It was barely light outside. In my ice-cold room, I could hear the first cars in the neighborhood pull out of their driveways. They moved slowly due to the falling snow. As I staggered downstairs to a hot Cream of Wheat breakfast, I saw my mom search through pockets, peek into drawers, and scratch the couch cushions as she pulled them up.

This rummaging didn't happen daily but with some regularity, usually between paychecks. What was the object of that morning’s hunt? She was looking for coins for our school lunches.

With five children, my mom mastered penny pinching so much so that we joked that the coins actually squeaked when they left her fingers.

Our large family qualified for the reduced lunch fee. The idea embarrassed me. I still remember purchasing the lunch tokens outside the cafeteria. Blue tokens were normal price; white ones were the reduced rate. I would fiercely clutch my token, not wanting anyone to see that I possessed the dreaded white one.

One day it slipped from my hand and began to roll around the line of kids waiting to pick up their lunches. I flushed red when all of the sudden another token dropped, but this one was blue. The teachers asked the owners to retrieve their tokens. All the kids watched, not knowing who had dropped what.
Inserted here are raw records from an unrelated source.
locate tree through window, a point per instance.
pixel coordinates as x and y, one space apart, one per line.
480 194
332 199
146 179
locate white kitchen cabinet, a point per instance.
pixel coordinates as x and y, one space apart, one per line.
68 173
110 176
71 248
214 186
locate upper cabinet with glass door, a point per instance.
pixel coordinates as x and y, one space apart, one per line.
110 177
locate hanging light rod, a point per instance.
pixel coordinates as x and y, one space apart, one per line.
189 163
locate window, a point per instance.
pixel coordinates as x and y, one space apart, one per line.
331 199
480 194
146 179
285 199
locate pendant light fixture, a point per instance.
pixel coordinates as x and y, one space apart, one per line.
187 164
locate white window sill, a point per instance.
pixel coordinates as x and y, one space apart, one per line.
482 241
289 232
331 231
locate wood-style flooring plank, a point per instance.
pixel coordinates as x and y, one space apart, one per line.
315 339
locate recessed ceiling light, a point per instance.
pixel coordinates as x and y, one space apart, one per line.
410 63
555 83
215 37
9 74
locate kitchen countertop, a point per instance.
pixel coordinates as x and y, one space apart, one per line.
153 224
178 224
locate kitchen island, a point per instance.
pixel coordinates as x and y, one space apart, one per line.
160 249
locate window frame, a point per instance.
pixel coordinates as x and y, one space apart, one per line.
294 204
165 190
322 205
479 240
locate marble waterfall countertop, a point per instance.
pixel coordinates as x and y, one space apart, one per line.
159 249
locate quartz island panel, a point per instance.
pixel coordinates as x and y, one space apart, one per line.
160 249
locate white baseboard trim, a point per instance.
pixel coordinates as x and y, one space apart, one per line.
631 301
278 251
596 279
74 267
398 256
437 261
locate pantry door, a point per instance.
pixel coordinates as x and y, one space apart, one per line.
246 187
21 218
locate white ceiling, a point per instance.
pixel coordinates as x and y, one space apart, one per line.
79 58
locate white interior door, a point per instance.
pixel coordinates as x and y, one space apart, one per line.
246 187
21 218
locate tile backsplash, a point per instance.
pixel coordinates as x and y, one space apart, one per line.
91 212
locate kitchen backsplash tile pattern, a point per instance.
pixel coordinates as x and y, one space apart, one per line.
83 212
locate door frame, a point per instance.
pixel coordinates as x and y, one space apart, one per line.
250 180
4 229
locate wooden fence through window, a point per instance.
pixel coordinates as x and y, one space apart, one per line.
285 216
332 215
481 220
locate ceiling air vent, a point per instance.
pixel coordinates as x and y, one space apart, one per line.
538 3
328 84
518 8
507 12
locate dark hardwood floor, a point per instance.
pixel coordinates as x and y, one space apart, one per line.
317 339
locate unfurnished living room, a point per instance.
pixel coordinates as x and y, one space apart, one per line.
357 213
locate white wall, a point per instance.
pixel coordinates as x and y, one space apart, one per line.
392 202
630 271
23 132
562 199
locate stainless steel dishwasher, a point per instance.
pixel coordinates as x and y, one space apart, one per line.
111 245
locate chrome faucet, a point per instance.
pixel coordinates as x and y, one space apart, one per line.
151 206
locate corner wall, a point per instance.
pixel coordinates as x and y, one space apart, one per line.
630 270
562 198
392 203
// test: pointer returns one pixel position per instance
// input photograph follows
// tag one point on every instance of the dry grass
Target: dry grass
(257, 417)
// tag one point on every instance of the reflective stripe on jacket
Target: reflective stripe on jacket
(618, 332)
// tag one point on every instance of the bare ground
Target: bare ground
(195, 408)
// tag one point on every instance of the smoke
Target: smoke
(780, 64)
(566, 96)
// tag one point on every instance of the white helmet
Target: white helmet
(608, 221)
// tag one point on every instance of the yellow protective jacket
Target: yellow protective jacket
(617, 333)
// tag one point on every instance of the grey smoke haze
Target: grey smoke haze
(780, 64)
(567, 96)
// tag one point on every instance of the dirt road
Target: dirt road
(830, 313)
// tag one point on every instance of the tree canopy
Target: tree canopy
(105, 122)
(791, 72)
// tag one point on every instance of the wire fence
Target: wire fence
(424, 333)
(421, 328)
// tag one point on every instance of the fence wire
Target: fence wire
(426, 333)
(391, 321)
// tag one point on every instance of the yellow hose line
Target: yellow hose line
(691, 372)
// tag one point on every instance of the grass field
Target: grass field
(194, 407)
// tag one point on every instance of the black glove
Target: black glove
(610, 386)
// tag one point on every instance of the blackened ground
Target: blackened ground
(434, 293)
Then an older student, a really sweet boy who was good friends with my brother, went ahead of me to collect his token, which I knew was blue. He was a single child, the son of a bank manager. I stumbled forward when Scott surprisingly retrieved both tokens. He approached me, handed me his blue token and walked away.

I was both stunned and thrilled to redeem the blue token for lunch that day. He never mentioned the incident despite his frequent presence at my house to play with my brother. Scott’s blue token was one of the best gifts I ever received.